Kontrol geng atas Haiti telah meningkat dalam beberapa tahun terakhir, terutama setelah pembunuhan Presiden Jovenel Moise pada tahun 2021. Kematian itu menyebabkan kekosongan kekuasaan, dan tidak ada pemilihan federal yang diadakan sejak itu, merusak kepercayaan publik terhadap lembaga negara.
Geng-geng telah mengeksploitasi kekosongan itu untuk mengendalikan. Lebih dari satu juta orang telah mengungsi secara internal akibat kekerasan yang terjadi, dan PBB memperkirakan 5,7 juta penduduk – hampir setengah negara – tidak memiliki cukup makanan.
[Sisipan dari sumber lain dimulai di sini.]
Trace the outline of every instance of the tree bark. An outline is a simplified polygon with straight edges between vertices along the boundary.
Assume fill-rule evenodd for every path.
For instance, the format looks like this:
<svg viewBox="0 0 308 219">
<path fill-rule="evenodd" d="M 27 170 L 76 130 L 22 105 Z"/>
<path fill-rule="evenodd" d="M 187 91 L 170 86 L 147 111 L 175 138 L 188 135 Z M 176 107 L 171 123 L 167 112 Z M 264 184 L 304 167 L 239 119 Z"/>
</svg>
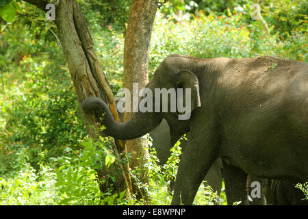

Kenya telah memimpin misi keamanan internasional yang didukung PBB yang bertugas untuk memperkuat kepolisian setempat dalam memerangi geng-geng. Namun misi tersebut sangat bergantung pada dukungan AS, sebagian dari dukungan itu dibekukan oleh Trump sejak menjabat.
Pasukan tugas itu telah kesulitan memberikan dampak hingga saat ini, dan pada bulan Februari, salah satu petugas kepolisian Kenya ditembak dan tewas sebagai bagian dari misi tersebut, kematian pertamanya yang diketahui.
Skeptis juga telah mempertanyakan efektivitas kelompok internasional tersebut, mengingat sejarah intervensi asing yang panjang dan menyedihkan di Haiti, termasuk oleh AS.
Trump juga telah mencoba menghapus program-program seperti Temporary Protected Status (TPS) dan humanitarian parole yang memungkinkan orang Haiti tinggal secara legal di AS. Diperkirakan sekitar 520.694 orang Haiti dilindungi di bawah TPS saja. Namun di bawah Trump, Departemen Keamanan Dalam Negeri berencana untuk menggabungkan program TPS untuk orang Haiti pada bulan Agustus.